One question you may be asking is why? How were the rates so low just a year ago, and now the highest in history (USAToday)? Part of the problem stems all the way back to the pandemic. With the world shut down, many companies and countries, especially smaller scale operations with smaller export levels, hugely decreased their production rates in accordance with the dropping demand (CNN). As transportation and daily activity has returned to a more normal scene, these companies have been slowly revamping and reopening their production while the world remains mostly dependent on the big giants of the oil industry. This system only proved effective and acceptable, however, until the Russian invasion of Ukraine earlier this year. With the violent attack sending political positions and alliances into a frenzy, many countries including the US and UK have imposed sanctions on Russian trade, including the oil and gas resources of the region. While CBS reports that the US receives less than 10% of its oil and gas directly from Russia, the lack of circulation of the products in the global market has caused an international shortage and increase in price (CBSnews). Although the US may not directly import from Russia, the widespread sanctions and trade blocks have resulted in extreme consequences across global commerce. 

In hopes of mitigating the drastic price shift, some states have passed bills allowing a temporary suspension of the federal gas tax in an attempt to provide some relief during this fuel crisis. On March 24, however, the Massachusetts Senate voted to uphold the gas tax rather than engender a temporary suspension (WickedLocal). As prices have already begun to level out, some believed in the natural restabilizing while others feared the suspension would cause separate problems such as decreasing tax revenue used for public projects. 
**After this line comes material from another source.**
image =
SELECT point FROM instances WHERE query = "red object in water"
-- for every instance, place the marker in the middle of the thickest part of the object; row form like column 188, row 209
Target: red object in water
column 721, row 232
While the inflated state of gas prices may be an irritating inconvenience, the still recovering post-pandemic industry and shock of the Russia-Ukraine conflict reflect a greater issue and cause behind the quickly rising meter at the local gas station. Even within our own student community, this inflation has engendered an introspection and reprioritization as described by senior Cara Chiappinelli in her statement: “While the higher gas prices are definitely a bit annoying, I think they have taught me to be a bit more conscious of how much I drive and how much gas I can waste.” Although the thought of dropping $70 on a tank of gas burns a hole in your wallet, it is important to understand the global implications of this seemingly mundane chore.